Bereft parents sublimate their grief in a lawsuit

November 03, 1991|By Michael Boylan


Russell Banks.


254 pages. $19.95. Philosophy and a story you are compelled to finish -- such is the combination called "The Sweet Hereafter." A school bus full of children overturns on a snowy winter morning. Most of the children die.

An accident? What is an accident? Today, in the United States of America, we don't believe in accidents. Every tragedy has a villain and next to the villain is a legal entity with "deep pockets." We aim to punish those responsible (and along the way pocket a million or so for our sincere suffering). But then what? Does suing reverse the tragedy or bring on another of its own?

Mitchell Stephens, Esq., a New York lawyer who specializes in negligence suits, comes up to Sam Dent, N.Y., immediately after the accident. The bodies have not been buried. Still, Mitchell Stephens has three clients signed up and the basis for his case.

His intervention stops the grieving process for the dead and creates anew antipathy among the town's folk. By engaging in such a suit the people also must adopt several fictions: (a) that what happened was not an accident but the result of municipal negligence; (b) that bringing a lawsuit is not an avaricious grab for money, but the action of Justice fulfilled; (c) that somehow the town, each person, and the dead are better off because a lawsuit was filed.

All these fictions are forms of denial. By failing to confront the tragedy, one puts off healing and may create new, pernicious consequences. Yet that's how the people of Sam Dent respond to the bus accident. It is a scene that is repeated today with greater frequency. Instead of seeking the real causal agent (in this case the bus driver), we seek one that will serve other interests (such as becoming rich). The town needs to contemplate the lost children. What really was lost? What was their significance?
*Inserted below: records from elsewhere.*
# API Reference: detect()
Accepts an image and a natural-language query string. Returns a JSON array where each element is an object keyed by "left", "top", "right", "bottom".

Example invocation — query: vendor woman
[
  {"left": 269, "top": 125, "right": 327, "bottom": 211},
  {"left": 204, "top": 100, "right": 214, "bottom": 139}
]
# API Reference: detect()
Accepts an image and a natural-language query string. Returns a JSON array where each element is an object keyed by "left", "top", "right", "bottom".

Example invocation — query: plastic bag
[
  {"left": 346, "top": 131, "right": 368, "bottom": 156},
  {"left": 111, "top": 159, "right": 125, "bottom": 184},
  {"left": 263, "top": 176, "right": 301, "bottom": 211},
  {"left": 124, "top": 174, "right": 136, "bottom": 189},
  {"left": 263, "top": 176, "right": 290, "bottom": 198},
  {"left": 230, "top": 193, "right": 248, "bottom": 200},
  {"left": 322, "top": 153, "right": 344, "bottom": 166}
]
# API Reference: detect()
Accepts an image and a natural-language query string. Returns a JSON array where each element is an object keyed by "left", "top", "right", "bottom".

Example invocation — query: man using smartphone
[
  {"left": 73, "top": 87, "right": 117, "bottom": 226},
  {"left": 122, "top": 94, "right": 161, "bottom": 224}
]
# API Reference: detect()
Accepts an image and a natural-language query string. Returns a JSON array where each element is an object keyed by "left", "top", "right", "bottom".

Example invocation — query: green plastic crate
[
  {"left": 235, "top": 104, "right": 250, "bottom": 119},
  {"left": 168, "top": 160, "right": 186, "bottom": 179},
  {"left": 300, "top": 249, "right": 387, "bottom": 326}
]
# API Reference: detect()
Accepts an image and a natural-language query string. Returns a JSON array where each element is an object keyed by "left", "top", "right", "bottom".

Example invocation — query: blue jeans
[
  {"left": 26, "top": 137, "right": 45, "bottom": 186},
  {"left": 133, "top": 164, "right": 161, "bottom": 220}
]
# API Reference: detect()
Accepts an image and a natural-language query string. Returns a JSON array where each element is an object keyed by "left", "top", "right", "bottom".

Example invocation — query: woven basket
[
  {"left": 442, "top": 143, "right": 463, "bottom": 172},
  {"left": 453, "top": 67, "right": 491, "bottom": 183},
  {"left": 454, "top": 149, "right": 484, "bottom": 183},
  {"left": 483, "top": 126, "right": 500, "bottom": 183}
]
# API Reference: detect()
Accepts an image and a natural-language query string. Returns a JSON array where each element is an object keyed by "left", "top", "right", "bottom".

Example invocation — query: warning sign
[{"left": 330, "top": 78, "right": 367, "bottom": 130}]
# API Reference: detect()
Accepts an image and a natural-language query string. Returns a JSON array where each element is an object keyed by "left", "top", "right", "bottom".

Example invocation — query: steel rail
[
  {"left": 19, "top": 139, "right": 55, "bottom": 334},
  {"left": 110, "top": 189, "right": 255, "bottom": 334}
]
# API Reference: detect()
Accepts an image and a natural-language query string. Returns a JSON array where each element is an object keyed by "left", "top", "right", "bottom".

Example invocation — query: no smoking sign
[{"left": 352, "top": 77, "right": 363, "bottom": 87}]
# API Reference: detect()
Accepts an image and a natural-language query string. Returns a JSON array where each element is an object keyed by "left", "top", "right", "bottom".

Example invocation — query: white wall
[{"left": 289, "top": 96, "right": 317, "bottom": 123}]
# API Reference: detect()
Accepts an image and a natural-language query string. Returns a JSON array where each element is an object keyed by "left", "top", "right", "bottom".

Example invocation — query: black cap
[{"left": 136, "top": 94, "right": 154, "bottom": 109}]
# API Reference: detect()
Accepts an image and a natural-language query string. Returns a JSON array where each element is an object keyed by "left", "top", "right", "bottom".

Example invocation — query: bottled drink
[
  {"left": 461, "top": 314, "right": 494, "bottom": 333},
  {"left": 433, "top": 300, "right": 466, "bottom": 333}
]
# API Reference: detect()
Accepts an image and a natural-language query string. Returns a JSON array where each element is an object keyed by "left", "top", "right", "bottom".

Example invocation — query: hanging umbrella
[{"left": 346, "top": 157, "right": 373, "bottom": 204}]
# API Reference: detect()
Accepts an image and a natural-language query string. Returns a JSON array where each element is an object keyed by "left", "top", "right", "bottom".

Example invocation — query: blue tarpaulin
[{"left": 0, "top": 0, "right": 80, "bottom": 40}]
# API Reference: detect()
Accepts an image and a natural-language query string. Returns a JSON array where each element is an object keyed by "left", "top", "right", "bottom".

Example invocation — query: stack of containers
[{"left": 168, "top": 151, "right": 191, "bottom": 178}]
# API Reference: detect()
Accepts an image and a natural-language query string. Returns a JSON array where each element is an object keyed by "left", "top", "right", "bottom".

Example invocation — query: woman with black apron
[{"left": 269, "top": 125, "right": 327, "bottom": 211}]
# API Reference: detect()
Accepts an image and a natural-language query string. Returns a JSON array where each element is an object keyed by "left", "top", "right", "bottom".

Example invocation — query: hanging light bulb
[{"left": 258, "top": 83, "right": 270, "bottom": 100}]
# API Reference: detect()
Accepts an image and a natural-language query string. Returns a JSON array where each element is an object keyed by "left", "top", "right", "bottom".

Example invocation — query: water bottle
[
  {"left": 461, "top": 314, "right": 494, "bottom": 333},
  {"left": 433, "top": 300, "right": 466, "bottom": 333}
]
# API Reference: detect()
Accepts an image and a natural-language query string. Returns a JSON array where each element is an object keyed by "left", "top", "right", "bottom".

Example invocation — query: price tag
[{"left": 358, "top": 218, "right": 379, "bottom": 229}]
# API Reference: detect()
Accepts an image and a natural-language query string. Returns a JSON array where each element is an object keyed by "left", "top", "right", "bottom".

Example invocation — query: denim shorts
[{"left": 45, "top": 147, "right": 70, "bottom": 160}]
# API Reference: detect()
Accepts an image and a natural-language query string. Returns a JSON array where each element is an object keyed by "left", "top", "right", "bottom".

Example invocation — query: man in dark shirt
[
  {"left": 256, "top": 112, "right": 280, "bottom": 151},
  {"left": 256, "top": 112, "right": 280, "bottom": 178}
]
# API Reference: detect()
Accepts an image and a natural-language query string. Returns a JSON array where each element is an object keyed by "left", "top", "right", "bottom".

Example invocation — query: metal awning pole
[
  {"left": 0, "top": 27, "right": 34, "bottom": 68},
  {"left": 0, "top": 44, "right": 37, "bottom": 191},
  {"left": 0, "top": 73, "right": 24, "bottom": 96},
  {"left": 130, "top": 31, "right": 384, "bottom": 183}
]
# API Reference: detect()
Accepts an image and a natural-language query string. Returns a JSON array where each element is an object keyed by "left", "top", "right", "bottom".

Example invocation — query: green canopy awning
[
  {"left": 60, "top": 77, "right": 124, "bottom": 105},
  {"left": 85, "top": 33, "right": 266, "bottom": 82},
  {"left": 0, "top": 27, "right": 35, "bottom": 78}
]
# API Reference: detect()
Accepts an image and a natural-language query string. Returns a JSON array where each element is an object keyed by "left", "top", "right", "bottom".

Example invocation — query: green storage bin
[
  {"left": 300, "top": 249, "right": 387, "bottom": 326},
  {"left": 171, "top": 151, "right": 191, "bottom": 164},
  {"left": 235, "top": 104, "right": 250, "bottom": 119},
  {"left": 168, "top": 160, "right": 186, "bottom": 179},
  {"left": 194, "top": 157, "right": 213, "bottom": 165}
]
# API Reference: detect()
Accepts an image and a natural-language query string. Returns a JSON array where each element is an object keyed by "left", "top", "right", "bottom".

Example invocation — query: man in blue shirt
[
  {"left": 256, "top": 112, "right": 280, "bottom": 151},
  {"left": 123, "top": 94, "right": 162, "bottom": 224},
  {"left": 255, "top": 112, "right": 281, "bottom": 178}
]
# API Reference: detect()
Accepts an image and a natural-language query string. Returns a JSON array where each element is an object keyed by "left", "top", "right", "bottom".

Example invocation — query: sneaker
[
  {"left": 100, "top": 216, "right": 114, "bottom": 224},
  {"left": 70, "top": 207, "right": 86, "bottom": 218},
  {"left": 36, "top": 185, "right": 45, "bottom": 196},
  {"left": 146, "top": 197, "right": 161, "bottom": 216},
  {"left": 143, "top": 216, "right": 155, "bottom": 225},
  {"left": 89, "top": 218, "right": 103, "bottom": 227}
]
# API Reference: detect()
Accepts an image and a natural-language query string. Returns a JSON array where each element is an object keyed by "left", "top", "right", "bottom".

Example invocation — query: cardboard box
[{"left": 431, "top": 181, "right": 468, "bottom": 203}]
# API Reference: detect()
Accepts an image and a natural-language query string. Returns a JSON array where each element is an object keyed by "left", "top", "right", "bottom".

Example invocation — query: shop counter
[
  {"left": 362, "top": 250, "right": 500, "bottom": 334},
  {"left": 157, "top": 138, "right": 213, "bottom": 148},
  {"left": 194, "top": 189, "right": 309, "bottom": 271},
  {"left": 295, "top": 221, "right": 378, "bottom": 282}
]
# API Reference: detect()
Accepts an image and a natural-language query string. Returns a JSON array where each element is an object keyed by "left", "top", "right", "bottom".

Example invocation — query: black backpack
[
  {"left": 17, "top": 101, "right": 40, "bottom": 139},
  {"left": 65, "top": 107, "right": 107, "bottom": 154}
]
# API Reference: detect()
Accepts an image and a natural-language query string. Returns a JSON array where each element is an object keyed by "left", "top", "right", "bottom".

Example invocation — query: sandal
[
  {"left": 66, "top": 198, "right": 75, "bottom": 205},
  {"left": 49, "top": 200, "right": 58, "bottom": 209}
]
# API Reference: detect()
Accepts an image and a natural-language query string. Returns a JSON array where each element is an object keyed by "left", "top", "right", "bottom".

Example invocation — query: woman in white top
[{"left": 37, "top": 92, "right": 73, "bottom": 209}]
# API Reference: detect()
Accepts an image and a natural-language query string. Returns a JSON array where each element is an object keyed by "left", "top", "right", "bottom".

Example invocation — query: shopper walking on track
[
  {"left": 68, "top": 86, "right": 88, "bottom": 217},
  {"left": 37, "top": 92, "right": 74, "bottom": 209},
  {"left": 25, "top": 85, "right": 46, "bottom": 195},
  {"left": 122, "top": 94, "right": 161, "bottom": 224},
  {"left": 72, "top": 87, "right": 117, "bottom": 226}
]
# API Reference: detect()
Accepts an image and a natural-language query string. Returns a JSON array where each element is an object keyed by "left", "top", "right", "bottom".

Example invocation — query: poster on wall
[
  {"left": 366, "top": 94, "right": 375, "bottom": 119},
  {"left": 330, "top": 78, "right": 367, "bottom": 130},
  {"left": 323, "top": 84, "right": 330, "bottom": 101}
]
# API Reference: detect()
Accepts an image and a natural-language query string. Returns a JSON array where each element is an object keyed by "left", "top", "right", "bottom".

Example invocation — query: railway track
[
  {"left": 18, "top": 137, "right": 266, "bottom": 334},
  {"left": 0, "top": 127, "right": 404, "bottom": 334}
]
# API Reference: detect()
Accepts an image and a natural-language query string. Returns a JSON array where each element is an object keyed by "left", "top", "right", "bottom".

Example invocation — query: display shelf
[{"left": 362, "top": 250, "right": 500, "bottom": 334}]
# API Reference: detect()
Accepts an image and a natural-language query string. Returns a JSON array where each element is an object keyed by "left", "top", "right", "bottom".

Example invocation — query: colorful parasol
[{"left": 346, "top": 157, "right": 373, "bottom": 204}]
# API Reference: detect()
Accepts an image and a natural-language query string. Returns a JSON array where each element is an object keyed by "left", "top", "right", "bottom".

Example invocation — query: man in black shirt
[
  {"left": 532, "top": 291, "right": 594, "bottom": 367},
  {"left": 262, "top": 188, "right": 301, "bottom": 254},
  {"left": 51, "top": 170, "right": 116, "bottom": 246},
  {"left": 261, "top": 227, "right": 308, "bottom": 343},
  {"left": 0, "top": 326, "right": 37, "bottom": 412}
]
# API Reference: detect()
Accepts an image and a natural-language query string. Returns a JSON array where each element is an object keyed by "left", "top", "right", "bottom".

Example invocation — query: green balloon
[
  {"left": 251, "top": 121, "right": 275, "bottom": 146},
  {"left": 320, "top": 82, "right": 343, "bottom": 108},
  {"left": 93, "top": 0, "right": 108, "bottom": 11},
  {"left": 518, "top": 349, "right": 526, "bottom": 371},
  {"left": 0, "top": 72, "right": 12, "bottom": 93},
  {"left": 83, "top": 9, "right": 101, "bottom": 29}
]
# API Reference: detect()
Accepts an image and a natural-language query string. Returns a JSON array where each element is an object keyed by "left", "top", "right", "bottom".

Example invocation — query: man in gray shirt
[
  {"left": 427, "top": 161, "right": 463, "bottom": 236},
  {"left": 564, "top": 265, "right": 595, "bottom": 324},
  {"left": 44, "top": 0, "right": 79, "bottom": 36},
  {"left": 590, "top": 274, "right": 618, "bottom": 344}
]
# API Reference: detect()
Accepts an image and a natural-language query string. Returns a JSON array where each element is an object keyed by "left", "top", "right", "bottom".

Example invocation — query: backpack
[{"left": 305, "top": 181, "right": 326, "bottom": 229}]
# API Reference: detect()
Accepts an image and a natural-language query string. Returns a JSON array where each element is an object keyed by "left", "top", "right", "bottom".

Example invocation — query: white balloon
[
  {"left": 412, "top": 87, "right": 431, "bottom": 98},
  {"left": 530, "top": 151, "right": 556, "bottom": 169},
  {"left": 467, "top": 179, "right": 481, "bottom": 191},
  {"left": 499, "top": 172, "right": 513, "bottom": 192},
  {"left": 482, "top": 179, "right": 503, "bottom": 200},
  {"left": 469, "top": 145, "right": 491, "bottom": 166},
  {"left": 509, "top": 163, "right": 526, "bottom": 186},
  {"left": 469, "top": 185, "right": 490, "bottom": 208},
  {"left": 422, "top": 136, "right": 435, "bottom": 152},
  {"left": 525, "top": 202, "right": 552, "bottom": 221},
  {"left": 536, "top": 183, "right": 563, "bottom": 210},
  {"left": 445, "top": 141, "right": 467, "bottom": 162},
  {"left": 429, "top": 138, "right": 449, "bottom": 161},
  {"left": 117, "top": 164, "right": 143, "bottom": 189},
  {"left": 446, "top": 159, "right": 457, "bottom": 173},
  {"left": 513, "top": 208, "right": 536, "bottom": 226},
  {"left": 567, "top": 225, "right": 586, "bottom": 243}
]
A town needs its children, just as much and in the same ways as a family does. It comes undone without them, turns a community into a wind-blown scattering of isolated individuals. . . . If I hadn't twice gotten accidentally pregnant, we might have lost touch with everything and everyone else and maybe never would have grown up ourselves. Our self-absorption was like the isolation that comes with great pain; it was like extreme sadness. Without our children, we might never have discovered our differences, which is what has made our abiding love for one another possible. We would have been like a pair of infatuated teenagers, drowning in each other's view of ourselves, so self-absorbed that we'd never have been able to help each other over the years the way we have.

I looked across to Billy Ansel and realized that what frightened and saddened me most about him was that he no longer loved anybody. All the man had was himself. And you can't love only yourself.

This is the real lesson to be learned. It is a profound one: Love and family offer the deepest meaning to life. It is a message contrary to the solipsistic times in which we live, but it is extremely important.

Russell Banks has written a fine novel. His first-person narrators interact very well and work to create a well-balanced, technically superb story. "The Sweet Hereafter" may be about loss, but the reader comes away enriched by one of the finest novels of the year.

Mr. Boylan is a poet and philosopher who lives in the Washington area.